The reading was stimulating, but even more stimulating were our evening discussions of various points that had come up in the course of my studies during the day. It all started one evening when father rather innocently asked, ‘Well, Pol, what did you learn today?’

I told him. Then I told him about my objections to what I’d read – firmly, even challengingly.

Father never passes up an opportunity for a good argument, so he automatically defended the texts while I attacked them. After a few evenings so enjoyably spent, these disputes became almost ritualistic. It’s a pleasant way to end the day.

Our arguments weren’t all intellectual. Our visit to the Isle of the Winds had made me more aware of my personal appearance, so I started paying attention to it. Father chose to call it vanity, and that also started an ongoing argument.

Then, early one morning in the spring, mother’s voice came to me before I’d even started making breakfast. This is all very nice, Pol,’ she said, ‘but there are other things you need to learn as well. Put your books aside for today and come to the Tree. We’ll let him teach you how to use your mind. I’ll teach you how to use your will.’

So after breakfast I rose from the table and said, ‘I think I’ll walk around a bit today, father. I’m starting to feel a little cooped-up here in the tower. I need some air. I’ll go look for herbs and spices for tonight’s supper.’
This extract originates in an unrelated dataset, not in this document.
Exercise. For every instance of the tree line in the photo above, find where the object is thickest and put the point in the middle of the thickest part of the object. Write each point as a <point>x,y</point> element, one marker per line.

‘Probably not a bad idea,’ he agreed. ‘Your arguments are getting a little dusty. Maybe a good breeze will clear your head.’

‘Maybe,’ I replied, resisting the impulse to retort to that veiled insult. Then I descended the spiral stairs and ventured out into the morning sun.

It was a glorious day, and the Vale’s one of the loveliest places in the world, so I took my time as I drifted through the bright green knee-high grass down to that sacred hollow where the Tree spreads forth his immensity. As I drew closer, my birds welcomed me with song, hovering over me in the lucid morning.

‘What took you so long, Pol?’ mother’s voice asked.

‘I was enjoying the morning,’ I replied aloud. No one else was around, so there was no need to do it the other way. ‘What shall we do today, mother?’